Special soil mixtures:
Mixtures with loam or clay:
Most of these mixtures have a slightly higher pH, which is good for palm trees and many other tropical and subtropical plants. For this purpose, a basic substrate of predominantly humus material carefully mixed with 20-40% structurally stable clay, but you can also use mixtures of compost and garden soil, since in most gardens anyway contains a lot of loam.
Strong acid soil:
A very acidic soil with a pH between 4.5 and 5.5 requires species such as Primula, Camelia, Azaleas or Gesneria. At a pH of 6, they can not absorb enough iron to form enough green leaf.
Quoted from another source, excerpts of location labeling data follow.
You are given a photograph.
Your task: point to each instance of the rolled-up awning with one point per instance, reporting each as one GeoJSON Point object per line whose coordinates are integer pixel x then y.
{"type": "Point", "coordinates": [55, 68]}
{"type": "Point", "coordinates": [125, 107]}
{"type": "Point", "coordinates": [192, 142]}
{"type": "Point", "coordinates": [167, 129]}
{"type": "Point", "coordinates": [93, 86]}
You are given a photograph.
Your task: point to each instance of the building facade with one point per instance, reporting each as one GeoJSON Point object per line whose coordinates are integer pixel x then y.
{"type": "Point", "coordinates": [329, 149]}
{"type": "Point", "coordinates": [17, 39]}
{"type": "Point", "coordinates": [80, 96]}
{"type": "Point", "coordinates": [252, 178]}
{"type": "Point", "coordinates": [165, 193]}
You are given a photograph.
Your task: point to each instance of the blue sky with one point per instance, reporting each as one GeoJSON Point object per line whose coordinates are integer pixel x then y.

Best of all, these substrates are mixed with lime clay, sour clay soil, coniferous soil or acid high moor peat.
Special case epiphytes:
There are also plants that need no soil at all, the so-called epiphytes. These grow on trees, in whose branch forks humus has accumulated, some have even tapped rocks as a habitat. Often, their roots serve purely as adhesive organs or they are completely absent, filtering water and nutrients from the dew or rain and the dust particles dissolved therein. The epiphytes include bromeliads, as well as some ferns and of course the orchids.